In the last two years I started working with projects. It all started with online courses I took in the beginning of 2011 with UMBC called Teaching Young Learners and more to the end of the same year I took Methods II on Project\Problem-Based Learning with University of Oregon. In these courses, I developed projects for the courses themselves and tried to synchronize assigned course tasks and the ones in my teaching practice. In this post I will address some of the challenges posed by project based learning while working on some projects with my students.
In my opinion one of the greatest challenges of working with projects is the tight schedules we have in our institutions. As a result, instructors are generally expected to teach a certain amount of content within a given time frame. In my case, most of the content is broken into units and lessons. Therefore, teachers know what lesson to cover in a given class or week. Besides that, a teacher has to keep an eye on the incoming test date which serves as a sort of time tracker that informs them that they have to squeeze content within certain deadlines. To cope with this limitation, the best approach is to work on mini projects, on something that will not take up more than two consecutive classes. A second solution would involve assigning tasks as homework. Doing so, the instructor saves valuable class time and adds authenticity to a project.
A second challenge has to do with the syllabus itself and the textbooks we have to use.
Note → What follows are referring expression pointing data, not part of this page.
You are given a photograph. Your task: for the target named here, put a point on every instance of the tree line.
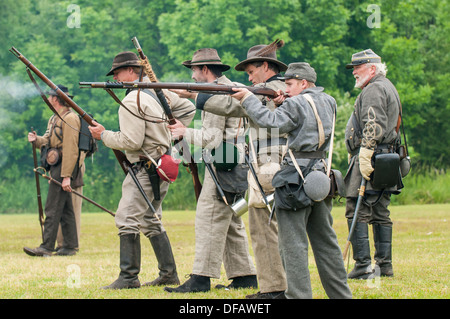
(73, 41)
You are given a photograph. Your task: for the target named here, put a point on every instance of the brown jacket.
(136, 134)
(65, 137)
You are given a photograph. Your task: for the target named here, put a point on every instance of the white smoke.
(14, 93)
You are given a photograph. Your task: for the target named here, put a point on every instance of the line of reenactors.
(280, 168)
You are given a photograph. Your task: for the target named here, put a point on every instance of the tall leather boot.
(130, 263)
(382, 236)
(195, 283)
(166, 262)
(361, 251)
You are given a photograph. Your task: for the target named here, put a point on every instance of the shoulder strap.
(319, 121)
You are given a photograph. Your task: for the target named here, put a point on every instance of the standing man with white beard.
(372, 128)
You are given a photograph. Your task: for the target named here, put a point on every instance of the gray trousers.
(59, 211)
(270, 271)
(133, 214)
(220, 236)
(376, 214)
(313, 223)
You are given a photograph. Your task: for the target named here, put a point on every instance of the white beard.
(360, 82)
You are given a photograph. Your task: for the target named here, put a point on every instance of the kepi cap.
(206, 56)
(366, 56)
(300, 71)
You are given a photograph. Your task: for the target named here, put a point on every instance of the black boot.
(241, 282)
(194, 284)
(166, 262)
(130, 263)
(382, 236)
(361, 251)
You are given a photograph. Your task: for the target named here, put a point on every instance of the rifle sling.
(118, 101)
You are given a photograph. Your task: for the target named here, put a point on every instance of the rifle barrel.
(199, 87)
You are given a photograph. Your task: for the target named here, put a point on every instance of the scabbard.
(154, 179)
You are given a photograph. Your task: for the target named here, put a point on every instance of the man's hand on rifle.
(32, 137)
(66, 184)
(241, 94)
(280, 98)
(177, 130)
(96, 130)
(185, 94)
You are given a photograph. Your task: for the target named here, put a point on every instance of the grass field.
(421, 255)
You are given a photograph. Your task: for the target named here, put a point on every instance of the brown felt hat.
(206, 56)
(123, 60)
(263, 52)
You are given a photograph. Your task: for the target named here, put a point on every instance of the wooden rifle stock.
(193, 87)
(75, 192)
(121, 157)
Most of the textbooks adopted by schools are content-based. Being a teacher myself, I know that some teachers would certainly agree that task-based course books would make the perfect match for a project-based learning approach. However, we do not always have the luxury of inhabiting such perfect worlds. Besides that, I have grown to believe that a task-based syllabus has its own limitations. To win the battle between content versus task, an instructor has to carefully plan tasks that smoothly integrate the content taught into projects he or she plans to carry out. So, for every piece of content, we should try to think of a realistic task that could be inserted into a mini project. This approach makes the content more palatable and gets learners involved into more authentic activities.
A third challenge is the sharing of these so-called mini projects. Therefore, once you and your students have invested some precious time and effort into something such as a class project, it seems reasonable to come up with a way for displaying\sharing the work done. If schedule is a little tight, it certainly poses some limitations to the usual group by group presentation scheme. A possible solution is publishing the final result on the web. Such approach allows for the class members and its immediate community (parents and classmates) to check the outcomes beyond the classroom walls. Besides that, when you decide for this mode of sharing you force your student and yourself to acquire twenty first century learning skills (publishing and all the skills associated with this task). Finally, sharing project outcomes on the web also makes learners aware of the importance of building and online presence and is a valuable opportunity to teaching netiquette (some basic rules for good online behavior).
As a final remark, I would like to point out that this short post is in no way a complete inventory of all the challenges an educator might face when working on projects. I have
just tried to address some of the problems I had to deal with in my specific context – the one of an EFL instructor teaching at a binational language center in Brasilia – Brazil. Nevertheless, I do recommend setting aside some of your class time to work on projects. It is really rewarding and it does change the way you and your students engage with content and learn.